HECMs are generally more expensive than traditional forward mortgages or Home Equity Loans/HELOCs. Why? Because the HECM affords you the option to never make another mortgage payment as long as you live in the house, protects you from any cross over risk (i.e. the home is worth less than the amounts owing or could be owed if all money drawn, on the HECM), leaves you and your heirs any remaining equity in the home, and guarantees the availability of your HECM funds regardless the financial condition of your lender. Virtually all of the costs associated with a reverse mortgage can be financed with your loan, so there’s no immediate out-of-pocket cost. The costs are added to the loan amount (“principal”) and paid along with the accrued interest when the loan becomes due. However you will have to pay the Counseling Fee, an Appraisal Fee and possibly a Credit Fee out of your own pocket initially, and if you fail to qualify, these costs are your out of pocket expenses and would not be reimbursed. If you fund the HECM, you can repay yourself these costs.

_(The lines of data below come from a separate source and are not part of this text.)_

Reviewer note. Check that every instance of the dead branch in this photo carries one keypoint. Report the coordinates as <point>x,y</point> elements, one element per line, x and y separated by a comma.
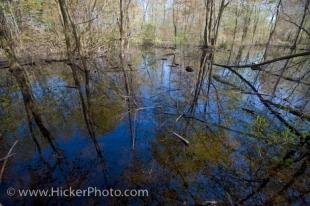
<point>257,66</point>
<point>181,138</point>
<point>6,159</point>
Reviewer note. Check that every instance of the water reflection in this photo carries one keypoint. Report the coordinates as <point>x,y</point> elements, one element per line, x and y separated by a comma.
<point>130,106</point>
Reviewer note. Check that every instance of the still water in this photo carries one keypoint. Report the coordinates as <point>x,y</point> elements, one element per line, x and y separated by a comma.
<point>144,129</point>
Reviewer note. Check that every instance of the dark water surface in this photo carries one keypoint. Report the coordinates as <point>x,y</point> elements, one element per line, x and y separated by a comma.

Depending on the loan option you choose, initial costs may include an origination fee, closing costs, and an Upfront Mortgage Insurance Premium (MIP) (required for HECM loans). There are available what are called “Lower-Cost HECM” pricing options, which eliminates nearly all origination and closing costs in exchange for a monthly service fee and/or a higher mortgage rate than normal.
Ongoing annual costs charged on the HECM outstanding balance include interest, mortgage insurance premiums (MIP), and if you selected a Lower Cost HECM, you may have a monthly service fee of between $15-$30.
The largest single cost can be the Upfront MIP. That fee will be 2.0% of the lower of the appraised value, sales price or Federal limit of $636,150, regardless what amount you may actually draw on the HECM. This MIP is paid to HUD, not the lender. It is the cost of the HECM features and HUD’s guarantees. Other closing costs are typical of a traditional mortgage loan.